Per quanto sembra facile potersi sedere in pigiama davanti al computer, in realtà in moltissimi casi crea un avvicinamento e una commistione malsana tra i nostri ruoli privati e professionali. Con ciò non voglio dire che lavorare da casa sia malsano, ma ha senso riflettere su quali siano i riti sostitutivi che si possono praticare per rendere evidente a se stessi quale ruolo si sta agendo.

Bisogna infatti saper uscire dal ruolo non solo in un time-frame di medio periodo, ma anche, come dicevamo, con frequenza quotidiana. Tutti i giorni occorre sapere quando è arrivato il momento di mettere il ruolo nel guardaroba e indossare le vesti che appartengono alle altre identità personali.

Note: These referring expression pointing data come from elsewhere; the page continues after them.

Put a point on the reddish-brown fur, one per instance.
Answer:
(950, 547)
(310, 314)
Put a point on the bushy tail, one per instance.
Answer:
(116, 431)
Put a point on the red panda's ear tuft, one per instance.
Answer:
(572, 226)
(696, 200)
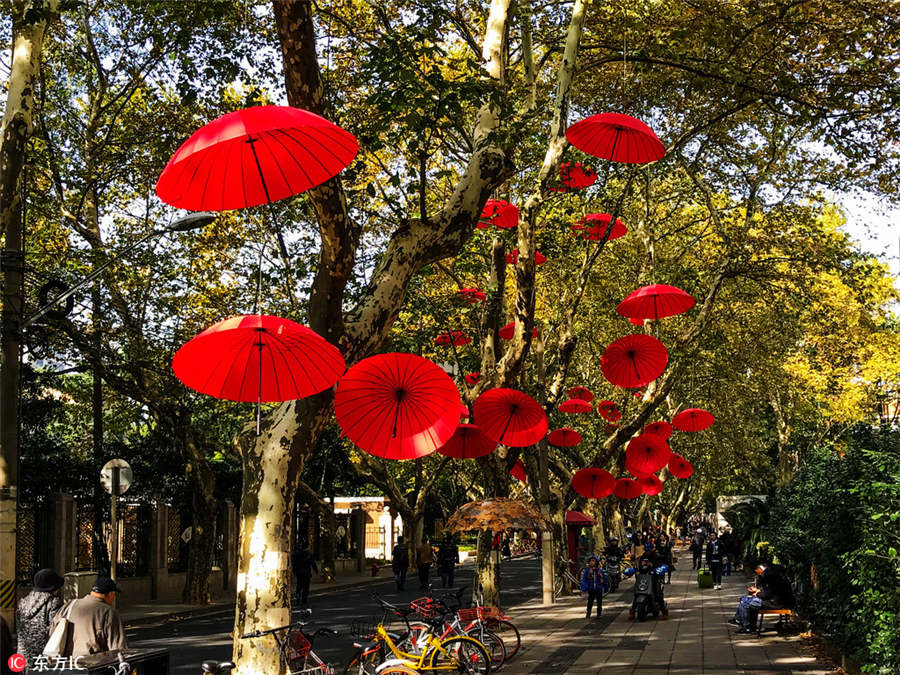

Anche in questo, implementare nuovi riti di transizione e regole come per esempio “non si apre il computer e non si controllano le mail dopo le ore 20” aiuta. Ognuno ovviamente ha le proprie regole compatibili con i propri ruoli, la propria persona ed il contesto in cui si esprime.

Siamo vicini alle vacanze e anche qui si attiva la transizione tra la nostra figura pubblica e una nostra dimensione privata dedicata ad altro.

In un mondo iperconnesso proteggere gli spazi privati è sempre più difficile. Per chi in una posizione di leadership invito a rifflettere come posso agevolare questo passaggio, non solo per me ma anche per le mie persone, per creare lo spazio di ripresa reale necessario per tornare al lavoro con energia nuova?